Data Pipelines With Python Generators

In my last post we learned a little bit about generators. In this post we’ll spend some time understanding generators and how they can be used to build out a simple data pipeline.

In case you forgot generators are iterators which utilize yield to output 1 result at a time minimizing the impact on memory. Generators become useful in handling large batches of data and performing distinct operations on each input.

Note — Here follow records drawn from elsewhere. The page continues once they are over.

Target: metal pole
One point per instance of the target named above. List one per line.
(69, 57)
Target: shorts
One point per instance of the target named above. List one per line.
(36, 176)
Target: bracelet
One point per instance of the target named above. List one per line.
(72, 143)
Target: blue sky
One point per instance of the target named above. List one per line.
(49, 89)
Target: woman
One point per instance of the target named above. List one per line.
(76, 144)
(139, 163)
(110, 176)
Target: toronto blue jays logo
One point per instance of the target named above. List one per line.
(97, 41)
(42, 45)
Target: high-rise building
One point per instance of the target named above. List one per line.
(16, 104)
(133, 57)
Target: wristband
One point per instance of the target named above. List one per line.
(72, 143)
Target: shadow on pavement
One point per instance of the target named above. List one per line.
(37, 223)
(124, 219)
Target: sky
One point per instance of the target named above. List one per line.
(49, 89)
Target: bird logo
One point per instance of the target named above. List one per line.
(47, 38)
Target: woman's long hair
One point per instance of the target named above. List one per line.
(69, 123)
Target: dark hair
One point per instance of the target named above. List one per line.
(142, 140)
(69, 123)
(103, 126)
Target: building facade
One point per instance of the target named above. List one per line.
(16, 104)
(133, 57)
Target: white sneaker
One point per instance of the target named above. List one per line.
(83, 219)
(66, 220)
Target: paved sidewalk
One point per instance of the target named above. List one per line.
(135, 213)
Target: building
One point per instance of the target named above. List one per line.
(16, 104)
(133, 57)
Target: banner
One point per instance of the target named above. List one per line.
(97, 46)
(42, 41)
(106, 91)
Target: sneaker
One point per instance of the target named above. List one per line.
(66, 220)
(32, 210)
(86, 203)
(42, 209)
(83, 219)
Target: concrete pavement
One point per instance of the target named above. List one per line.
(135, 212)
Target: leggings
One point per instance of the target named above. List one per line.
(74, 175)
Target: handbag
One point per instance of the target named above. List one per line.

Suppose we want to build a simple pipeline that took a set of first and last names structured like last name, first name and we wanted to structure them for insertion into a data warehouse.

Xi, Zhang
O'rourke, Lenny
Moore, Trevor
Rivani, Lisa

The first step in our pipeline can simply read in each row and yield the result.

def read_csv(file_path):
    with open(file_path) as csvfile:
        csv_reader = csv.reader(csvfile, delimiter=',')
        for rows in csv_reader:
            yield rows

This will read in each set of csv rows and output them as ['last name' , 'first name']. Now lets make each set of lists all lower case

def process_name(rows):
    for row in rows:
        yield map(str.lower, row)

Now we can run this pipeline and see the result

pipeline = process_name(read_csv('names.csv'))
for result in pipeline:
    print(result)
    ## We could also do our warehouse insert steps at this point in the pipeline.